Der Bayerische Fußball-Verband liegt mit Medien im Clinch +++ Sogar das Oberpfalzderby in der Bayernliga wird dabei benutzt

Es war das Schlagerspiel der Bayernliga: SpVgg SV Weiden gegen FC Amberg. 2100 Zuschauer kamen am vergangenen Samstag ins Stadion am Weidener Wasserwerk, um diesen Fußball-Klassiker der Oberpfalz zu verfolgen. Dass ihr Weg beinahe ganz umsonst gewesen wäre, werden sie nicht geahnt haben. In den Katakomben des Stadions drohte Josef Janker, Funktionär des Bayerischen Fußball-Verbands (BFV), kurz vor Spielbeginn unverhohlen damit, den Anpfiff verhindern zu lassen, wenn die SpVgg SV Weiden sich nicht an die Vorgaben des Verbands hält. Und die besagen: Filmen darf nur, wer mit dem BFV zusammenarbeitet.
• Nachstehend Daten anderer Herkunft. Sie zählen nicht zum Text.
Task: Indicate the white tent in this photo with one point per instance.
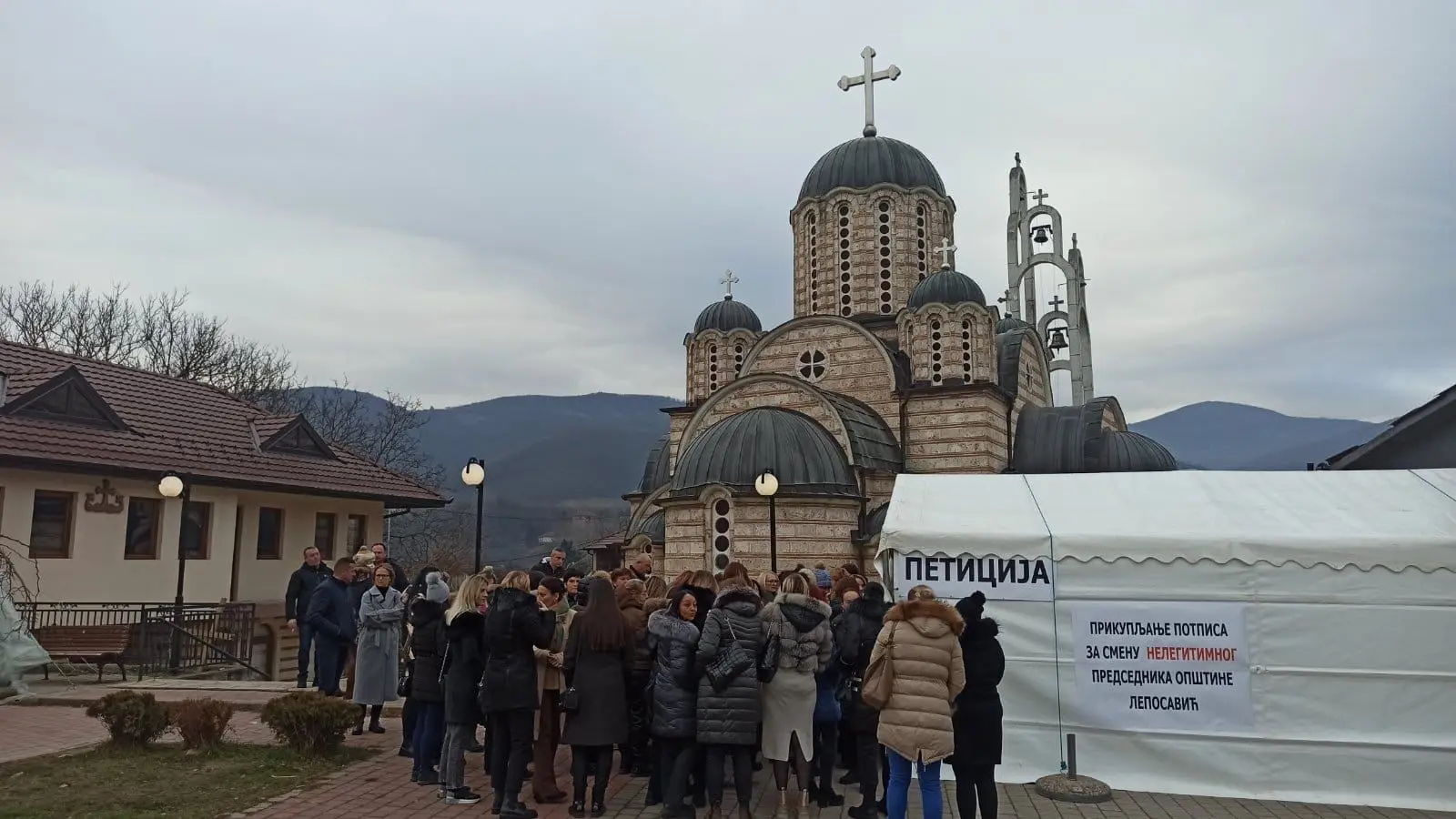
(1251, 634)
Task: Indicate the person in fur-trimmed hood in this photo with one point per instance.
(977, 712)
(922, 636)
(800, 624)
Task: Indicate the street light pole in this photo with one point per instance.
(175, 486)
(768, 486)
(473, 475)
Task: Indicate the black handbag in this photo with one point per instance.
(768, 656)
(730, 662)
(570, 700)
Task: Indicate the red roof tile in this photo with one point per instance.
(181, 426)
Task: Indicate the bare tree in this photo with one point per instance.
(157, 332)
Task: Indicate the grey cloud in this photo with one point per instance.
(1263, 193)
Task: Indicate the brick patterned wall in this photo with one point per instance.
(957, 430)
(820, 241)
(808, 531)
(855, 361)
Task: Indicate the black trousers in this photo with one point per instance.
(590, 761)
(511, 738)
(676, 758)
(742, 760)
(975, 785)
(868, 755)
(826, 751)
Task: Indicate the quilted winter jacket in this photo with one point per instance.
(925, 662)
(730, 716)
(801, 627)
(673, 643)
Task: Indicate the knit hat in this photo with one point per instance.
(436, 589)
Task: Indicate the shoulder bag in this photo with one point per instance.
(732, 659)
(880, 678)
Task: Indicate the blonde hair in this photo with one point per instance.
(794, 583)
(921, 593)
(468, 598)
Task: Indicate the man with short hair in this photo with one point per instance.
(296, 606)
(642, 567)
(399, 583)
(553, 564)
(332, 622)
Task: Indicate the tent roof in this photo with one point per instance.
(1392, 519)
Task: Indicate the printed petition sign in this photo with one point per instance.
(1162, 665)
(956, 577)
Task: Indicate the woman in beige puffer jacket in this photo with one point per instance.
(922, 636)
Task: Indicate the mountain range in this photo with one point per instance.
(589, 450)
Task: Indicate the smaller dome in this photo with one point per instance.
(945, 288)
(1135, 452)
(1011, 322)
(727, 315)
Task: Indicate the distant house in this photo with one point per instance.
(1421, 439)
(84, 446)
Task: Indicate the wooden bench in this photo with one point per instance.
(87, 643)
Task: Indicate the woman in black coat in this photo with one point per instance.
(855, 632)
(977, 714)
(673, 640)
(463, 665)
(728, 716)
(427, 693)
(516, 625)
(597, 666)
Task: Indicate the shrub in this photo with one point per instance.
(309, 722)
(201, 722)
(133, 717)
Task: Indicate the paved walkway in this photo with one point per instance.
(380, 789)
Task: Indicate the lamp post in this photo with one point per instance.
(174, 486)
(768, 486)
(473, 475)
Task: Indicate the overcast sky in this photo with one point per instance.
(460, 200)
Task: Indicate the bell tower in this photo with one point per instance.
(1063, 331)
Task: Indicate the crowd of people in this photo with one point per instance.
(681, 682)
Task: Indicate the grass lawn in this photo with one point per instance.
(114, 783)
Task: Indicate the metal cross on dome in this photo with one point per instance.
(945, 249)
(868, 79)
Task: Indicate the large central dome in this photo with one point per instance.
(871, 160)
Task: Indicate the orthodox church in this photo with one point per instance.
(892, 363)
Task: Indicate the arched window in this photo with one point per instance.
(720, 532)
(885, 216)
(921, 215)
(812, 222)
(844, 303)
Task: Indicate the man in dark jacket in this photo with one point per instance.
(296, 605)
(332, 622)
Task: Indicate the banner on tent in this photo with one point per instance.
(1167, 665)
(954, 577)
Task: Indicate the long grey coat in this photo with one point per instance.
(376, 665)
(730, 716)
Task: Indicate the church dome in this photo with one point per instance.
(804, 457)
(727, 315)
(871, 160)
(1135, 452)
(945, 286)
(1009, 322)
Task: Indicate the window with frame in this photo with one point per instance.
(269, 532)
(143, 528)
(324, 526)
(51, 519)
(197, 530)
(357, 531)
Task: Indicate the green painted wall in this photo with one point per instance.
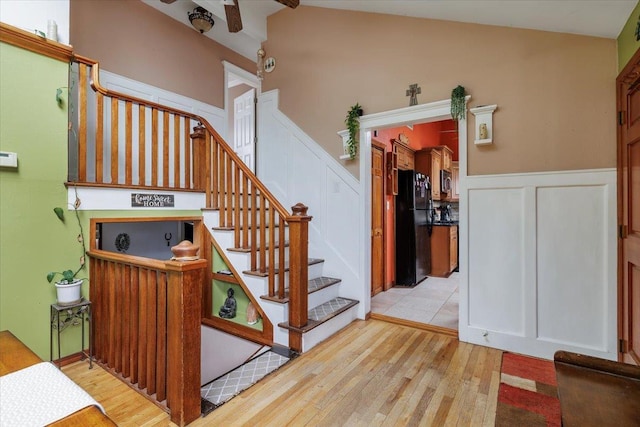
(627, 43)
(32, 240)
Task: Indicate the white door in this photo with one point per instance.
(244, 127)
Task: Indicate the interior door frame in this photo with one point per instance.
(421, 113)
(625, 81)
(234, 75)
(380, 146)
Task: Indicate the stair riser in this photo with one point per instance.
(323, 295)
(329, 328)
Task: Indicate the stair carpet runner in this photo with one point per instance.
(229, 385)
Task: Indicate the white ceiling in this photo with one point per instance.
(600, 18)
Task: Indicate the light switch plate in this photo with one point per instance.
(8, 160)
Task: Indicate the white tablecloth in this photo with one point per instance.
(39, 395)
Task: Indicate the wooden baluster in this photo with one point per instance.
(245, 212)
(128, 150)
(134, 323)
(199, 146)
(142, 145)
(82, 123)
(222, 188)
(165, 149)
(177, 181)
(142, 328)
(152, 310)
(263, 235)
(272, 250)
(254, 229)
(111, 313)
(184, 301)
(229, 191)
(281, 246)
(154, 147)
(298, 273)
(188, 182)
(215, 186)
(99, 138)
(126, 321)
(161, 338)
(95, 272)
(114, 141)
(118, 286)
(236, 205)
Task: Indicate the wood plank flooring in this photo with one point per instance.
(371, 373)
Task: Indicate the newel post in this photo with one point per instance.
(198, 137)
(298, 273)
(184, 302)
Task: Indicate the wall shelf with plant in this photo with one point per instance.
(352, 136)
Es gibt immer wieder Fußballspiele, die nicht angepfiffen oder abgebrochen werden, etwa wegen Unwettern oder randalierenden Fans. Dass eine Partie wegen eines Kamerateams nicht stattfindet, wäre ein Novum gewesen. Auf MZ-Nachfrage bestätigt Janker, der beim BFV Vorsitzender des Verbandspielausschusses ist, dass er in einer Unterhaltung mit Weidener Funktionären davon sprach: ,,Ja, ich habe gesagt, dass es sein kann, dass das Spiel nicht angepfiffen wird, wenn es keine Einigung gibt."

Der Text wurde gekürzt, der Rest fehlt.